COVID-19 shut down labs which made it challenging for professors to conduct research. (Nicole McIsaac)


The lab was shut down for some time, so Richardson and his colleagues struggled with how to replace lab time with frequent Zoom calls. 

“I would say because of the time we were completely down, it’s probably reduced our effectiveness by a good 50%,” Richardson said. “But like I said we never completely stopped, we just kept it going forward.”

These challenges never stopped Richardson and his colleagues from obtaining necessary information. 

“I think that is one of the benefits we have of everything being electronic now, we’ve never stopped having access to everything and our library has done an excellent job of making sure everything’s still running so we can get access to the papers that we need for our research,” Richardson said.

Although there has been less in-person communication, there are resources available to finish research, even if it does require more time. With the new skills developed from online communication, researchers can use it to learn and prepare for the future. 

“I had a project planned that would involve quite a bit of travel, and obviously that was not possible so really that was the next phase of a project we are working on with studying the biogeography of leeches,” Richardson said.

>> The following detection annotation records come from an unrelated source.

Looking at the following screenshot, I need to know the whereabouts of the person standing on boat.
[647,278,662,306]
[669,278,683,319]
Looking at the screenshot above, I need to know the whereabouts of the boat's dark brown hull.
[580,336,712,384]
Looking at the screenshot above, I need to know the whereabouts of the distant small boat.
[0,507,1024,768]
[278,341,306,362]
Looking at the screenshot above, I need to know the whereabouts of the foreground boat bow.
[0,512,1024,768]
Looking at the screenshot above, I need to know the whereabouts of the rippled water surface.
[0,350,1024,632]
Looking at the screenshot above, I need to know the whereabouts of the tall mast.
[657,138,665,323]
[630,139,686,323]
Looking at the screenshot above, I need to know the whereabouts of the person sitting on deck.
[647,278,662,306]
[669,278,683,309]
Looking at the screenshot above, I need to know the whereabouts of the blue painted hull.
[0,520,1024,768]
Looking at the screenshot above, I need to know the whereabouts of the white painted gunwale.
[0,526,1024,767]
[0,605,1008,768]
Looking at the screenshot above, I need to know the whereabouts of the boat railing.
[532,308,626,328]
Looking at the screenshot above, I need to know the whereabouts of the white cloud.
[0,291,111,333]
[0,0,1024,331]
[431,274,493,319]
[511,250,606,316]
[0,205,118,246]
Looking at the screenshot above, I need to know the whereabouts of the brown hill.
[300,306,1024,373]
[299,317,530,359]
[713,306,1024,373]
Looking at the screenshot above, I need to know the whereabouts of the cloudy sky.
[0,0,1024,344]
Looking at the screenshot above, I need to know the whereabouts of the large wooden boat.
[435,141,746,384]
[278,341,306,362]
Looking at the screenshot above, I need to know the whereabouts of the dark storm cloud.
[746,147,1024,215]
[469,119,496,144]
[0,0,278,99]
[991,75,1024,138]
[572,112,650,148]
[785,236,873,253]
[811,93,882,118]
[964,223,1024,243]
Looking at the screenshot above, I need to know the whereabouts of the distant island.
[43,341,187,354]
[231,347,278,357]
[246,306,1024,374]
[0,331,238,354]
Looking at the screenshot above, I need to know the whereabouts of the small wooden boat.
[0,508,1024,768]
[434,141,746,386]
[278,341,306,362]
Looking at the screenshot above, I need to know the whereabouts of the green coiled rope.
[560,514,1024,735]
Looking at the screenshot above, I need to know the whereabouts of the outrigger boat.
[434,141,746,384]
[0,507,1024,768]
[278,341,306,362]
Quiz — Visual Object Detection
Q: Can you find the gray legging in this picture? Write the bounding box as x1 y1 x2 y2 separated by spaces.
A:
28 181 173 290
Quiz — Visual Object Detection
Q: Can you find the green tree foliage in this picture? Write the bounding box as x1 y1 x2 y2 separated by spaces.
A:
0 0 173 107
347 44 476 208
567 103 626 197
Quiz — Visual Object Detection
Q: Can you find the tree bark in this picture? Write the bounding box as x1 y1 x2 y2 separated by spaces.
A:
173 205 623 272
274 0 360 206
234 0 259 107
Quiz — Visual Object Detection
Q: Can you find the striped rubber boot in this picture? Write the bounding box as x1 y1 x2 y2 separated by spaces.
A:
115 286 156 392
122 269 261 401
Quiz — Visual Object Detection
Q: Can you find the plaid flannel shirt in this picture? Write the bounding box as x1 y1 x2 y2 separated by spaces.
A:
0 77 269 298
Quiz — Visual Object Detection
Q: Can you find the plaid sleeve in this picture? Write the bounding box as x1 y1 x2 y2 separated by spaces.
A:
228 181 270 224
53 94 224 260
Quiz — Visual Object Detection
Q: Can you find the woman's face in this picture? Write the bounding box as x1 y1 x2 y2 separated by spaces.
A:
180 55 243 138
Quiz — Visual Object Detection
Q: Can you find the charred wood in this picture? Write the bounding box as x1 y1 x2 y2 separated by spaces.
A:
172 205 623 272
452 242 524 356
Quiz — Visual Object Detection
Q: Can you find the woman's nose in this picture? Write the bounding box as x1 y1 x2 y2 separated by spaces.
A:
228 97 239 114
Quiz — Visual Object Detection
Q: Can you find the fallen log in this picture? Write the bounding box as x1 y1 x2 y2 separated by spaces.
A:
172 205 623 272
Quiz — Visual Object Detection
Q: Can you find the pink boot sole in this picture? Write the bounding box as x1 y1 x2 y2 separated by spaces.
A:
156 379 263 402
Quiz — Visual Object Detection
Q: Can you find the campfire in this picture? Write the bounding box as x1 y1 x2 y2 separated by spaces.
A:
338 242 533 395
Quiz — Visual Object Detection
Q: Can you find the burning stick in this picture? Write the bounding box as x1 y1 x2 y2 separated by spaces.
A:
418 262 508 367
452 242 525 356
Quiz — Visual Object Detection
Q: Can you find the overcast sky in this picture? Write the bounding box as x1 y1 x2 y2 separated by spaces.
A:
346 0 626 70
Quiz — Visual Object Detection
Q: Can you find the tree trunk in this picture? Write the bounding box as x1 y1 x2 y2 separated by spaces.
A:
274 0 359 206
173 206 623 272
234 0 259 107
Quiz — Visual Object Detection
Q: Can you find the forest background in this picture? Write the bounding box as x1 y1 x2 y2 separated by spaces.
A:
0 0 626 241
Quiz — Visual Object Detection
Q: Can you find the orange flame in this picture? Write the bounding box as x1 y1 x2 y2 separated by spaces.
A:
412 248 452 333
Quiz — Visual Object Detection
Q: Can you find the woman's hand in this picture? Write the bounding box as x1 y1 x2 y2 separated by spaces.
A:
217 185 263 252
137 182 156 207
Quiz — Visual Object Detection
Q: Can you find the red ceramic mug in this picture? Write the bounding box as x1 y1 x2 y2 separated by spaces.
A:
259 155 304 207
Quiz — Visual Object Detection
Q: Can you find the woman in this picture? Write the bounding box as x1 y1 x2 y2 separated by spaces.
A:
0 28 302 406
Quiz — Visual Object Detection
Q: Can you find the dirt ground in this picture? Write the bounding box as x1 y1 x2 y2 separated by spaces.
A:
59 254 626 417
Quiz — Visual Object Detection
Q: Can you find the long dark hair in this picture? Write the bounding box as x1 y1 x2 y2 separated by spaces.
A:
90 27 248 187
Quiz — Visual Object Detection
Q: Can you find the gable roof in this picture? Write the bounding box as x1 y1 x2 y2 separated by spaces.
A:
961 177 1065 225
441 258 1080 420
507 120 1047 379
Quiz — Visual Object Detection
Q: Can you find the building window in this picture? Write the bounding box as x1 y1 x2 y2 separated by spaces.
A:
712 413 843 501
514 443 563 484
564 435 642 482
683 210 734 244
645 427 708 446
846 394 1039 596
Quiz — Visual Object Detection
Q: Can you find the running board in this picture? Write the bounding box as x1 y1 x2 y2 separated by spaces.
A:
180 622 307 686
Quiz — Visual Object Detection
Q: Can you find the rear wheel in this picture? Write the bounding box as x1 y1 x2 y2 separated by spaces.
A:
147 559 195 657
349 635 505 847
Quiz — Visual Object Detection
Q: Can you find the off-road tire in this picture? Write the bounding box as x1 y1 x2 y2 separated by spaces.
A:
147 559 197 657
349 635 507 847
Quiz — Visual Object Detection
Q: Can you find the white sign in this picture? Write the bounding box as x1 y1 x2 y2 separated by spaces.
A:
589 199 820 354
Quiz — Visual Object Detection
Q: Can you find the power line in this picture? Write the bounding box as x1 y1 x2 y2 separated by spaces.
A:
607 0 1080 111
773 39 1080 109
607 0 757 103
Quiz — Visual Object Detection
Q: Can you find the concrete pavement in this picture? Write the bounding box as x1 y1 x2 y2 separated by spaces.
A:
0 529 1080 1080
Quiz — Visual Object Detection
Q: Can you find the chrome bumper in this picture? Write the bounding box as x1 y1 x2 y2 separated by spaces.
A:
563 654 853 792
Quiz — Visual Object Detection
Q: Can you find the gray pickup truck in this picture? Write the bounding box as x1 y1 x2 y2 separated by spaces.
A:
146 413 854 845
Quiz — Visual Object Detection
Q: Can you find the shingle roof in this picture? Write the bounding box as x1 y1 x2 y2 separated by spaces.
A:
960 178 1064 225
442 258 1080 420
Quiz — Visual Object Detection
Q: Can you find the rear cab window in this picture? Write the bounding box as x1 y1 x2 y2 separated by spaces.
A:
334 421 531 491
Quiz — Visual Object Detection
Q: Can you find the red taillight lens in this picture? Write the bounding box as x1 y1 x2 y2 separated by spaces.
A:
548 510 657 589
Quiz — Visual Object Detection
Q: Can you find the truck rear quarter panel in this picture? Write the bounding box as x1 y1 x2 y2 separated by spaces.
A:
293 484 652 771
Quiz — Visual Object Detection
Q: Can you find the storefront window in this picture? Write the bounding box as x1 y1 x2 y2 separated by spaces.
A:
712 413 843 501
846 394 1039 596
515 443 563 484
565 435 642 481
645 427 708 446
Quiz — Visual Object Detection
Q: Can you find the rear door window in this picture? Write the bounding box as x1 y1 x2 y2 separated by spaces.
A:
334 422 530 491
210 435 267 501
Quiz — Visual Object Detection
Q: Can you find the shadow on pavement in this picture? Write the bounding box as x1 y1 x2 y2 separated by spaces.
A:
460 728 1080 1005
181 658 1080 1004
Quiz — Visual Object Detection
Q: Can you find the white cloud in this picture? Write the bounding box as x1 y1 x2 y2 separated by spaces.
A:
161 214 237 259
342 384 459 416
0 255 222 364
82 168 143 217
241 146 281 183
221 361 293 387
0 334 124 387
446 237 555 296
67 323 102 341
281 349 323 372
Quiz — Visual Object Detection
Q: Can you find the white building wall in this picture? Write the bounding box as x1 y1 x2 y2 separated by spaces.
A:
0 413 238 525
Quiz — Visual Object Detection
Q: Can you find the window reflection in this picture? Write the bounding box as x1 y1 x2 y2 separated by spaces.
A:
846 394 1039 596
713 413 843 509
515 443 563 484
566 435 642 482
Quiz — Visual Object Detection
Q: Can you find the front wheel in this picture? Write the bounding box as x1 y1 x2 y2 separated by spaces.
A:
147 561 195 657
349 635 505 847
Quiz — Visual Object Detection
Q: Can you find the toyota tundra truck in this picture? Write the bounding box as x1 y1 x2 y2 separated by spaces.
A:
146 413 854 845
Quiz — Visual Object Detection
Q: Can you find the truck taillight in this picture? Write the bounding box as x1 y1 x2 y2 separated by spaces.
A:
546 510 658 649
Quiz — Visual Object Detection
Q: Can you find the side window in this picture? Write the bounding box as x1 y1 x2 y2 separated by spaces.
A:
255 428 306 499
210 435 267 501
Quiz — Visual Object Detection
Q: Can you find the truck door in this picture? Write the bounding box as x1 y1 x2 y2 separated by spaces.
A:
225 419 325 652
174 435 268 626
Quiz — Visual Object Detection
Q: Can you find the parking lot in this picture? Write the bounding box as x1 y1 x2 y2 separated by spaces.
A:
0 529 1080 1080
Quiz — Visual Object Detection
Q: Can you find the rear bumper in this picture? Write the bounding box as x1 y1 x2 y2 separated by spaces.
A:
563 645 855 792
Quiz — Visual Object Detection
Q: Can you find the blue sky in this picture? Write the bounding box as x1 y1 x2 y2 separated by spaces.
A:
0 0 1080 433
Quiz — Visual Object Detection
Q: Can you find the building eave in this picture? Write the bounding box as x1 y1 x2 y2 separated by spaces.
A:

Richardson had already submitted a grant proposal for internal funding, but he was not able to access it because of the lack of revenue sources for research. Travel also became nearly impossible, which changed the course of his research. 

“I’ve been impressed watching my colleagues here at Quinnipiac how nimble they have been and how well everyone has adjusted,” Richardson said.

In addition to being inspired, Richardson said he commends the administration and his colleagues for their ongoing support during this new time of research. 

Nita Prasad, associate professor of history, discussed how lack of access to Yale’s Sterling Memorial Library in New Haven negatively impacted her research. 

“It is a game of trying to put a bunch of Band-Aids over a wound,” Prasad said.

Although more people are using online sources to conduct research, historians still need to have access to research libraries. Prasad included how it is unsustainable long term to not be able to use essential materials. 

“My major project was put on the back burner, it ultimately took a lot longer to complete,” Prasad said.

Prasad has to try to complete her book project manuscript while teaching a research seminar to undergraduate history majors. 

“I had to become a little more creative in fashioning research projects,” Prasad said. 

Although her research has not stopped, she has had to become more innovative in constructing her projects. She said getting to conferences and feedback on research may be easier, but it is harder to access information. 

“Teaching has changed, the new environment and scholarly research is intermittently linked,” Prasad said.  

The new era of research has spilled into the classroom. The way students and professors find information has become more online based than before. 

“There is a knock on effect in the classroom,” Prasad said.